プロフィール:マックギネス 栗田 美和(NY La Vie代表)

NPO法人マザーズコーチ・ジャパン認定コーチ
ウエルビーイング心理教育アカデミー心理教育ナビゲーター・ニューヨークライフバランス研究所ファシリテーター

海外生活20年。現在NY在住、ライフコーチ。ロンドン・東京・NYの国際金融機関でグローバルビジネス歴20年のキャリアを持つ。自身の経験から学んだ「英語が喋れることがグローバルじゃない」というメッセージをNYから発信。

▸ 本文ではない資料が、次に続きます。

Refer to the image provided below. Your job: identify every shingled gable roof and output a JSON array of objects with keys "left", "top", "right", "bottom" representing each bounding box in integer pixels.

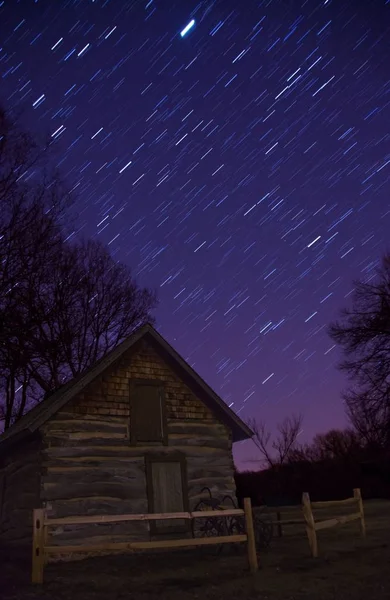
[{"left": 0, "top": 324, "right": 253, "bottom": 450}]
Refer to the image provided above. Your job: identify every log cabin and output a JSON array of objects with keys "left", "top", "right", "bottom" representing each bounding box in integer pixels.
[{"left": 0, "top": 324, "right": 252, "bottom": 547}]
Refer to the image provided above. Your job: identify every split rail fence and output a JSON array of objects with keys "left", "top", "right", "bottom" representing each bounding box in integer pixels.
[
  {"left": 32, "top": 498, "right": 258, "bottom": 583},
  {"left": 264, "top": 488, "right": 366, "bottom": 557}
]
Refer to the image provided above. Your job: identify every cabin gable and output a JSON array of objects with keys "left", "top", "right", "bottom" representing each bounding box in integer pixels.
[{"left": 40, "top": 339, "right": 235, "bottom": 543}]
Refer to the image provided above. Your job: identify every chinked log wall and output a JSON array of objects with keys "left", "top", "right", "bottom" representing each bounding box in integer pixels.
[
  {"left": 41, "top": 343, "right": 235, "bottom": 543},
  {"left": 0, "top": 439, "right": 41, "bottom": 546}
]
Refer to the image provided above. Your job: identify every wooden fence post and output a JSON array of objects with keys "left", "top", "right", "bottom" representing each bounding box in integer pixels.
[
  {"left": 244, "top": 498, "right": 259, "bottom": 573},
  {"left": 302, "top": 492, "right": 318, "bottom": 557},
  {"left": 353, "top": 488, "right": 366, "bottom": 537},
  {"left": 31, "top": 508, "right": 45, "bottom": 583},
  {"left": 276, "top": 510, "right": 283, "bottom": 537}
]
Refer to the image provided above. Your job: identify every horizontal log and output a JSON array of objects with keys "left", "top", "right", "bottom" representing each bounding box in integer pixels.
[
  {"left": 44, "top": 444, "right": 227, "bottom": 460},
  {"left": 187, "top": 452, "right": 235, "bottom": 473},
  {"left": 272, "top": 519, "right": 306, "bottom": 525},
  {"left": 253, "top": 504, "right": 302, "bottom": 514},
  {"left": 47, "top": 521, "right": 150, "bottom": 545},
  {"left": 45, "top": 535, "right": 247, "bottom": 554},
  {"left": 187, "top": 461, "right": 234, "bottom": 482},
  {"left": 41, "top": 480, "right": 146, "bottom": 501},
  {"left": 314, "top": 513, "right": 360, "bottom": 531},
  {"left": 44, "top": 459, "right": 145, "bottom": 477},
  {"left": 45, "top": 434, "right": 231, "bottom": 451},
  {"left": 54, "top": 411, "right": 124, "bottom": 426},
  {"left": 47, "top": 495, "right": 148, "bottom": 518},
  {"left": 311, "top": 498, "right": 358, "bottom": 509},
  {"left": 168, "top": 421, "right": 229, "bottom": 439},
  {"left": 42, "top": 456, "right": 145, "bottom": 473},
  {"left": 41, "top": 465, "right": 145, "bottom": 485}
]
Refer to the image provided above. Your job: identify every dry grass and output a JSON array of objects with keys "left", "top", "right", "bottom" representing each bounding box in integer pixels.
[{"left": 0, "top": 501, "right": 390, "bottom": 600}]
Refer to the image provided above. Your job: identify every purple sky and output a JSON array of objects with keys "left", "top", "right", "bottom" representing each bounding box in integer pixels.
[{"left": 0, "top": 0, "right": 390, "bottom": 468}]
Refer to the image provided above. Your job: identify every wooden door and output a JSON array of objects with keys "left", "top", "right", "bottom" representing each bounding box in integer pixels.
[{"left": 147, "top": 455, "right": 189, "bottom": 533}]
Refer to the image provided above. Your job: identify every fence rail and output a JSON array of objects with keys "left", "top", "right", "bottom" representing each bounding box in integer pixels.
[
  {"left": 32, "top": 498, "right": 258, "bottom": 583},
  {"left": 254, "top": 488, "right": 366, "bottom": 556}
]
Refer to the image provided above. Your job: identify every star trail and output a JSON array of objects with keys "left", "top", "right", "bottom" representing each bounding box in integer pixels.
[{"left": 0, "top": 0, "right": 390, "bottom": 467}]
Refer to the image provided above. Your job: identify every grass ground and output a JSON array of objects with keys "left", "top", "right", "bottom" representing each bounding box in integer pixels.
[{"left": 0, "top": 501, "right": 390, "bottom": 600}]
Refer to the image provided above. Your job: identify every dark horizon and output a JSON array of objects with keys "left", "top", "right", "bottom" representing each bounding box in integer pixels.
[{"left": 0, "top": 0, "right": 390, "bottom": 469}]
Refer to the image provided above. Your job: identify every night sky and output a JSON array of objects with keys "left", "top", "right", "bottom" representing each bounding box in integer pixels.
[{"left": 0, "top": 0, "right": 390, "bottom": 468}]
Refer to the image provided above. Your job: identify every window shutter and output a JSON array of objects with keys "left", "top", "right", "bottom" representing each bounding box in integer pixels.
[
  {"left": 130, "top": 384, "right": 165, "bottom": 442},
  {"left": 150, "top": 461, "right": 186, "bottom": 530}
]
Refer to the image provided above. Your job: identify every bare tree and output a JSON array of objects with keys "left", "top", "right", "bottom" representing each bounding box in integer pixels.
[
  {"left": 289, "top": 428, "right": 361, "bottom": 463},
  {"left": 329, "top": 255, "right": 390, "bottom": 447},
  {"left": 21, "top": 241, "right": 157, "bottom": 392},
  {"left": 248, "top": 415, "right": 303, "bottom": 469},
  {"left": 0, "top": 110, "right": 156, "bottom": 428}
]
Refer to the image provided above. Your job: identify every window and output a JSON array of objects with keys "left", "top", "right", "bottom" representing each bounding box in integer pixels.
[
  {"left": 145, "top": 452, "right": 190, "bottom": 533},
  {"left": 130, "top": 379, "right": 167, "bottom": 444}
]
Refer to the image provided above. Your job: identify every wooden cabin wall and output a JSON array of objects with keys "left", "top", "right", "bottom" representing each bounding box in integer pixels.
[
  {"left": 0, "top": 437, "right": 41, "bottom": 549},
  {"left": 41, "top": 341, "right": 235, "bottom": 543}
]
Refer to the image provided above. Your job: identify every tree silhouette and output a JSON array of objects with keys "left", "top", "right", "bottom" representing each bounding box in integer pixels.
[{"left": 329, "top": 255, "right": 390, "bottom": 447}]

プライベートセッション、コーチングスキル養成講座、ポジティブ心理学講座をNYを拠点にグローバルに展開。海外の日本人女性たちの横のつながりを促進し、国際社会に必要な「自分で考える力」「自分の言葉で伝える力」「違いを認める勇気」の育成に力を注いでいる。

科学的に立証された心理学の理論をベースに実践的なコーチングスキルを組み合わせるスタイルで、女性のキャリア形成や海外子育ての悩み・不安への解決法を効果的に見出すサポートをする。海外生活応援・お役立ち情報発信NY La Vie代表。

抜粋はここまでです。